Nonostante la sua posizione di vantaggio nei confronti dei competitor (Economic Moat), Unilever continua a investire in nuovi prodotti, a finanziare l’attività di marketing e a promuovere politiche di razionalizzazione dei costi. Questi sforzi stanno avendo successo e a dimostrarlo ci sono i numeri relativi all’aumento del fatturato, guidato sia da una crescita dei prezzi che dai maggiori volumi di produzione.
Le previsioni degli analisti
Gli analisti ipotizzano per i prossimi cinque anni un progresso medio dei ricavi del 5,3% e un margine operativo stabile attorno al 42%. Tali stime si basano sul forte consenso raccolto dai prodotti dell’azienda e in particolare dal rilancio di marchi americani storici come Domestos e Hellmann. Il gruppo, inoltre, continuerà a lavorare anche nel futuro sul suo portafoglio dismettendo quelli scarsamente profittevoli per acquisirne di nuovi. Il secondo fattore di crescita è rappresentato dai mercati emergenti che, al momento, rappresentano oltre il 60% del fatturato.

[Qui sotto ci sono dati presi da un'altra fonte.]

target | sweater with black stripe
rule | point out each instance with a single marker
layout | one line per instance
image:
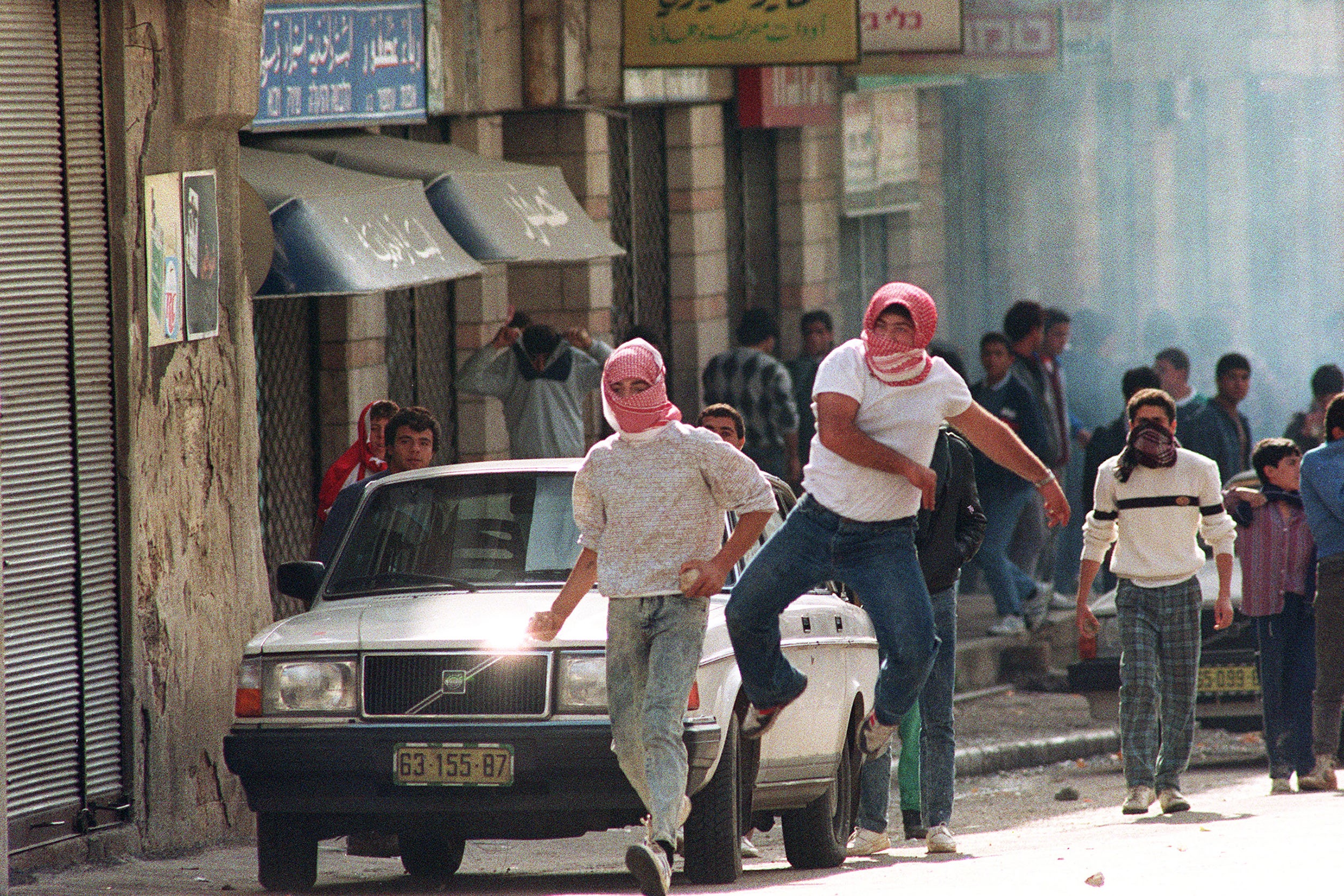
(1154, 519)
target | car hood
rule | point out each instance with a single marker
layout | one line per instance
(492, 620)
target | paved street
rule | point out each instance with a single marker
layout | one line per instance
(1010, 838)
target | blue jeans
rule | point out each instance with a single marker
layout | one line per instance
(875, 559)
(1006, 580)
(937, 742)
(652, 652)
(1288, 675)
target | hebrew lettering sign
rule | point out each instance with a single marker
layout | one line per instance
(740, 33)
(342, 65)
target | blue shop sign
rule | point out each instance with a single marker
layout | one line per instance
(342, 65)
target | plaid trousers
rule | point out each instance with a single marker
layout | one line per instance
(1159, 668)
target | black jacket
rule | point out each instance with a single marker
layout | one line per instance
(950, 534)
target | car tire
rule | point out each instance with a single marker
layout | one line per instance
(816, 835)
(713, 844)
(432, 857)
(287, 852)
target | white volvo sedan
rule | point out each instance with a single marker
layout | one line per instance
(408, 707)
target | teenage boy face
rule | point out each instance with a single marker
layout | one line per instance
(725, 429)
(1286, 475)
(1156, 414)
(1234, 385)
(996, 359)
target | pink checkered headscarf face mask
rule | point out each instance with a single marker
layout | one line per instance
(890, 362)
(651, 407)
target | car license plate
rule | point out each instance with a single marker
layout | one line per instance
(453, 765)
(1227, 679)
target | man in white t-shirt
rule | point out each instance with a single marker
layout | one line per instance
(880, 402)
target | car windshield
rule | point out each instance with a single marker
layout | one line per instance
(484, 531)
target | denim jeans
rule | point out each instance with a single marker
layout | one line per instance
(1286, 644)
(875, 559)
(652, 653)
(1006, 580)
(1159, 668)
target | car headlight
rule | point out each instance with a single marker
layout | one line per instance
(307, 685)
(582, 683)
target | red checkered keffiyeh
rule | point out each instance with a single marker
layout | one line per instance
(651, 407)
(891, 363)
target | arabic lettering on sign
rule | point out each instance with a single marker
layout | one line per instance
(343, 63)
(537, 213)
(396, 242)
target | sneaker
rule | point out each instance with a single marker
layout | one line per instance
(757, 722)
(1007, 625)
(1171, 801)
(940, 840)
(913, 822)
(1321, 777)
(866, 843)
(651, 868)
(875, 736)
(1140, 798)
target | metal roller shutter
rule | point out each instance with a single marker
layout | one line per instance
(37, 454)
(61, 609)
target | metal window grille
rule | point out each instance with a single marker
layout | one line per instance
(287, 404)
(640, 226)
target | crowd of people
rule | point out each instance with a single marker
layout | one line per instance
(906, 475)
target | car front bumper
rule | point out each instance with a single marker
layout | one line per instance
(566, 779)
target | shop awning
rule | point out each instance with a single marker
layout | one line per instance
(499, 211)
(342, 233)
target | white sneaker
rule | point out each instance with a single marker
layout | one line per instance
(940, 840)
(1007, 625)
(651, 868)
(866, 843)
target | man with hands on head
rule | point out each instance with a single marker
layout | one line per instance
(649, 503)
(1151, 501)
(881, 401)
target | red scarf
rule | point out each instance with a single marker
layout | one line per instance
(891, 363)
(651, 407)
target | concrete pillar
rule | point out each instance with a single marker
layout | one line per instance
(698, 275)
(808, 187)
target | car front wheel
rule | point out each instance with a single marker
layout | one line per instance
(287, 852)
(713, 829)
(816, 835)
(433, 857)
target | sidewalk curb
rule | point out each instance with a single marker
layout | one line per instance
(1026, 754)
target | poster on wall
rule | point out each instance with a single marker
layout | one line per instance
(740, 33)
(343, 63)
(163, 259)
(201, 253)
(881, 152)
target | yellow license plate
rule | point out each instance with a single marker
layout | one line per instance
(453, 765)
(1227, 679)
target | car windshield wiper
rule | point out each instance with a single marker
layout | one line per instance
(385, 579)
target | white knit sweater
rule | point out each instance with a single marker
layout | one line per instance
(1154, 518)
(648, 505)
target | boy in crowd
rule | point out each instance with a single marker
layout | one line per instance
(649, 505)
(1277, 554)
(1006, 496)
(1151, 501)
(948, 536)
(881, 401)
(1323, 499)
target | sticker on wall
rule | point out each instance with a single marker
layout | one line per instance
(201, 253)
(163, 259)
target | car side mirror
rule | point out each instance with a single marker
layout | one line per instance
(300, 579)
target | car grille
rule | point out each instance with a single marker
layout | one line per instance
(457, 684)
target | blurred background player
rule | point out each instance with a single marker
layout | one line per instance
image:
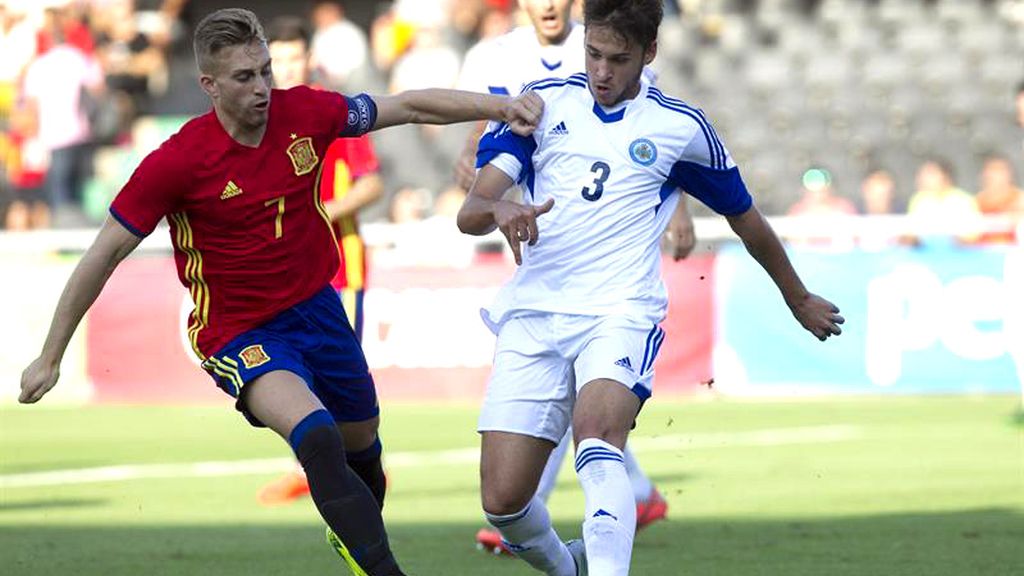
(552, 46)
(606, 150)
(349, 181)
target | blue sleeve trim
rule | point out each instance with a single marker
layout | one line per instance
(313, 419)
(504, 140)
(722, 191)
(361, 115)
(125, 223)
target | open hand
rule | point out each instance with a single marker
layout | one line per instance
(518, 223)
(818, 316)
(37, 379)
(523, 113)
(680, 239)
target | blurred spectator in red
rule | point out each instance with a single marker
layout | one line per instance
(17, 46)
(820, 202)
(819, 198)
(26, 166)
(878, 196)
(999, 196)
(942, 208)
(54, 85)
(878, 192)
(339, 48)
(1020, 105)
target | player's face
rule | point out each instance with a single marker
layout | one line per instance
(240, 83)
(614, 65)
(290, 63)
(996, 174)
(550, 18)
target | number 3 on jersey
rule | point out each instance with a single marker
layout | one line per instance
(601, 171)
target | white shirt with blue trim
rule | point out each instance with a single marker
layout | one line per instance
(612, 174)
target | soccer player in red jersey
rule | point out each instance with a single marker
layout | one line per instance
(255, 248)
(348, 183)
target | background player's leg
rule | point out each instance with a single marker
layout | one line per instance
(550, 477)
(283, 402)
(510, 467)
(603, 415)
(650, 505)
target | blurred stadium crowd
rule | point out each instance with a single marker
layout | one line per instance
(829, 107)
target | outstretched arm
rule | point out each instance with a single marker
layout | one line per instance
(436, 106)
(815, 314)
(484, 209)
(111, 246)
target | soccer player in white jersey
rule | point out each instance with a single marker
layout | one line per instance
(552, 46)
(578, 325)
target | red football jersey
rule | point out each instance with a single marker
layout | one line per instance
(250, 235)
(347, 160)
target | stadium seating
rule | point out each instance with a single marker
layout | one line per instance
(851, 84)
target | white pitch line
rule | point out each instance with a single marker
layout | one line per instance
(682, 442)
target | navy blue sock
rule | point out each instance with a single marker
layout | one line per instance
(343, 500)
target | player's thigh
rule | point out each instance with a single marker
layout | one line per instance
(510, 469)
(334, 357)
(261, 356)
(530, 388)
(604, 409)
(359, 436)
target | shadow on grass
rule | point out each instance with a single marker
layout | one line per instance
(50, 504)
(982, 542)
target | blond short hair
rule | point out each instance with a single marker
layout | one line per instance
(225, 28)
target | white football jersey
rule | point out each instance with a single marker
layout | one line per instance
(612, 175)
(506, 64)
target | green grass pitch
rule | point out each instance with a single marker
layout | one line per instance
(906, 486)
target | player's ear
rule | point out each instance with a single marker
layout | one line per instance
(208, 84)
(649, 53)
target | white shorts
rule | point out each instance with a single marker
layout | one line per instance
(542, 360)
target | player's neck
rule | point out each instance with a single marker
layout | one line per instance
(554, 41)
(244, 134)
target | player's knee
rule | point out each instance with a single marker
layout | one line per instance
(588, 426)
(504, 499)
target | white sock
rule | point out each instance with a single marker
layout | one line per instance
(529, 535)
(611, 512)
(554, 465)
(641, 484)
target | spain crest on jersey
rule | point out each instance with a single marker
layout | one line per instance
(254, 356)
(303, 156)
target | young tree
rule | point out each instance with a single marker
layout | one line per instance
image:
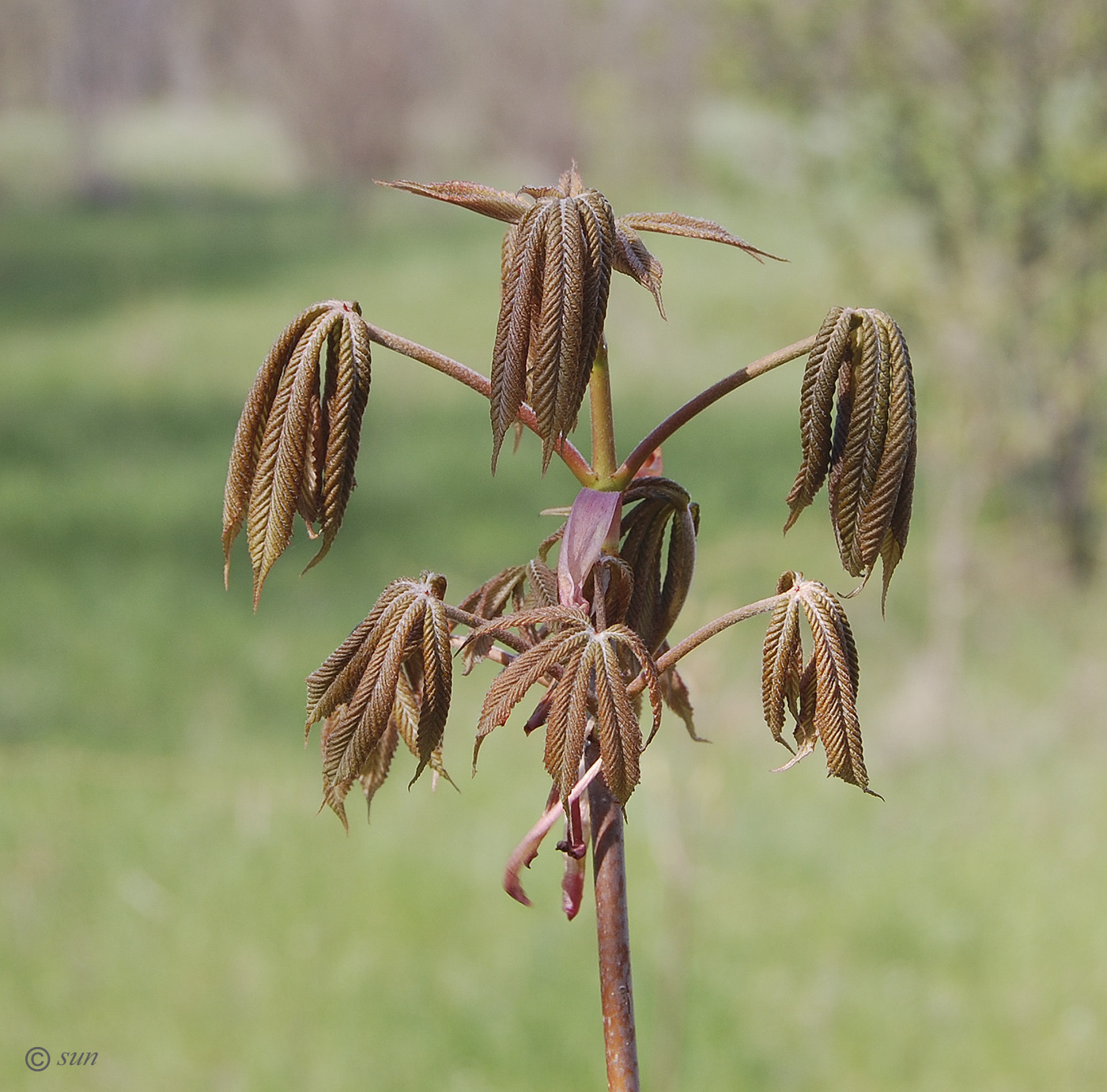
(592, 632)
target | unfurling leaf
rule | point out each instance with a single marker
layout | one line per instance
(592, 520)
(822, 693)
(869, 453)
(395, 671)
(557, 273)
(661, 504)
(556, 266)
(590, 688)
(296, 447)
(522, 586)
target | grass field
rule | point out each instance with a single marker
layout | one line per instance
(168, 897)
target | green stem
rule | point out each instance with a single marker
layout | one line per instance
(474, 380)
(603, 426)
(690, 409)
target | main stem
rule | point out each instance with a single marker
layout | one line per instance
(612, 928)
(612, 933)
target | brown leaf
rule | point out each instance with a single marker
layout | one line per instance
(556, 265)
(869, 455)
(498, 204)
(295, 450)
(584, 663)
(821, 694)
(556, 276)
(398, 658)
(569, 632)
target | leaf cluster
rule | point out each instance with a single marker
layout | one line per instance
(868, 455)
(297, 440)
(555, 277)
(584, 666)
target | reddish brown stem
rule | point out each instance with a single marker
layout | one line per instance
(690, 409)
(612, 933)
(475, 381)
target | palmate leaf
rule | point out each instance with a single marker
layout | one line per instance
(822, 693)
(556, 266)
(296, 448)
(584, 661)
(531, 585)
(868, 455)
(557, 274)
(398, 656)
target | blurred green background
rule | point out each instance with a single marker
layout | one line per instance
(177, 179)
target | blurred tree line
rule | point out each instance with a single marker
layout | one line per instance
(357, 80)
(987, 118)
(990, 118)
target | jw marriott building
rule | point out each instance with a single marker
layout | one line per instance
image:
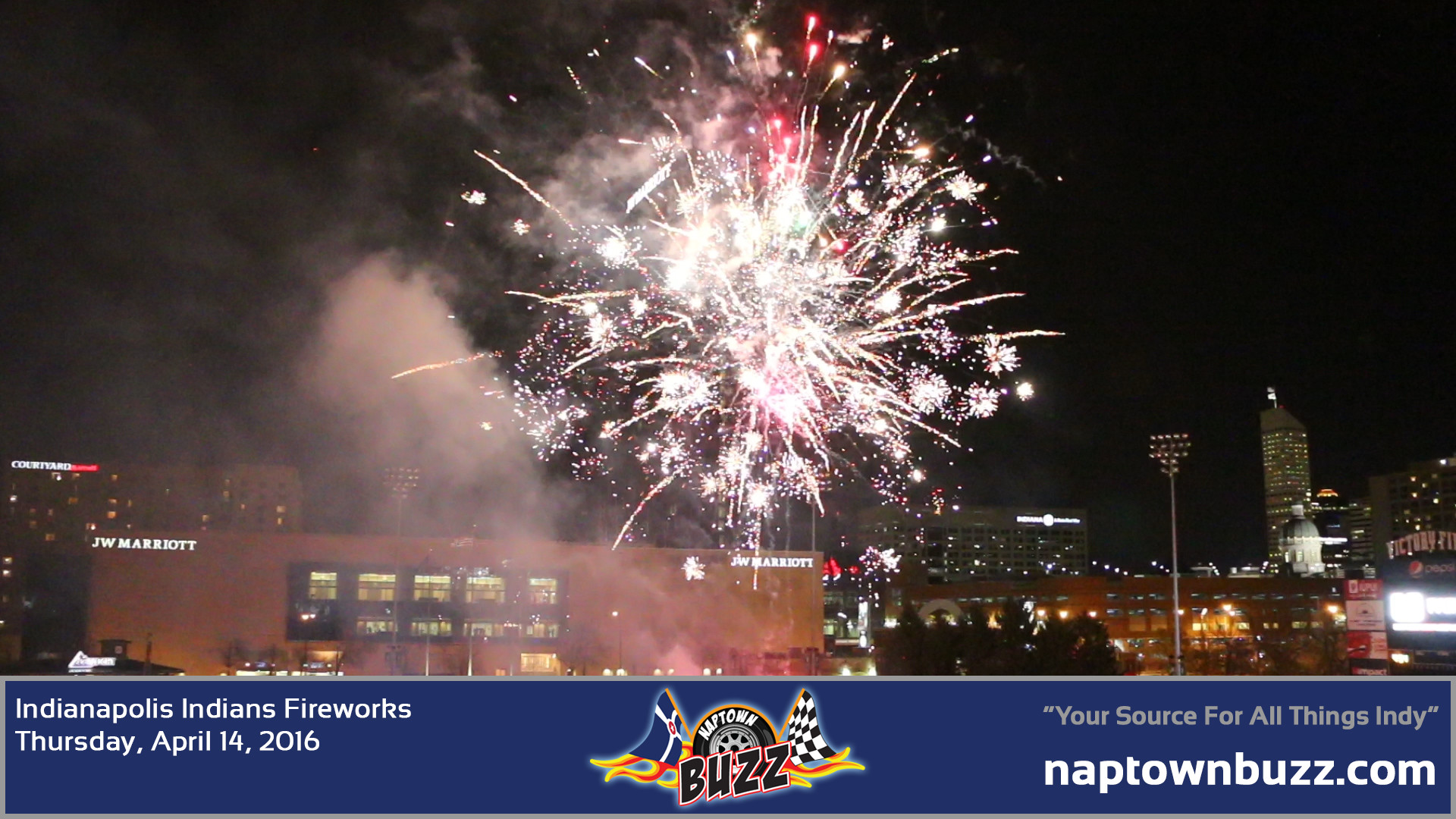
(1286, 471)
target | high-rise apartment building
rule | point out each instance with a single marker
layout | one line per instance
(1423, 499)
(1286, 471)
(69, 500)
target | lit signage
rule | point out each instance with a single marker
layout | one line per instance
(1046, 519)
(55, 466)
(1411, 610)
(80, 664)
(161, 544)
(774, 561)
(1417, 542)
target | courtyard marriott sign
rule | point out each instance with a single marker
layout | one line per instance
(143, 544)
(55, 465)
(1046, 519)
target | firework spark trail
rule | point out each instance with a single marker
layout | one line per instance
(783, 322)
(440, 365)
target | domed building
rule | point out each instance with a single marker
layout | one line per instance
(1301, 544)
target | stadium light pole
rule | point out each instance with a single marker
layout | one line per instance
(1168, 450)
(619, 637)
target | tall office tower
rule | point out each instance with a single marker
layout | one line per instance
(1286, 471)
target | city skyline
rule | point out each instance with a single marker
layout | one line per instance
(1203, 203)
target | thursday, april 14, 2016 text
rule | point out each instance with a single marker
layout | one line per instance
(50, 736)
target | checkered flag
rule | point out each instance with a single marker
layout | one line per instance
(802, 733)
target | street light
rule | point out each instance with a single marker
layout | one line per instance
(615, 618)
(1168, 450)
(400, 482)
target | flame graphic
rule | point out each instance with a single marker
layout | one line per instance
(655, 771)
(836, 763)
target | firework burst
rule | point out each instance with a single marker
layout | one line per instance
(777, 312)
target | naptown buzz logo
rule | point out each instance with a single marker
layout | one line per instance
(733, 752)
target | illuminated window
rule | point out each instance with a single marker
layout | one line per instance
(375, 626)
(542, 629)
(433, 588)
(542, 591)
(324, 585)
(484, 589)
(484, 629)
(538, 664)
(430, 627)
(376, 586)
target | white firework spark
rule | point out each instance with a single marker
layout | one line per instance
(783, 321)
(693, 569)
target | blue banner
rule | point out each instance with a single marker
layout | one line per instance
(813, 745)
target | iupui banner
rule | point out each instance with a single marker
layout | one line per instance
(685, 745)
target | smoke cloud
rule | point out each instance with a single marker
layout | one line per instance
(478, 474)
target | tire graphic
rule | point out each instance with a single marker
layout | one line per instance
(731, 729)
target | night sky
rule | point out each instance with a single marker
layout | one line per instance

L’andamento sfavorevole dei tassi di cambio ha ridotto il loro contributo sul giro d’affari complessivo, ma la domanda proveniente da queste regioni continuerà a superare quella dei paesi occidentali. Sebbene essi rappresentino una parte consistente delle vendite complessive, non vi è nessun singolo mercato che pesa in maniera determinante sui ricavi e questo contribuisce a limitare la volatilità delle vendite.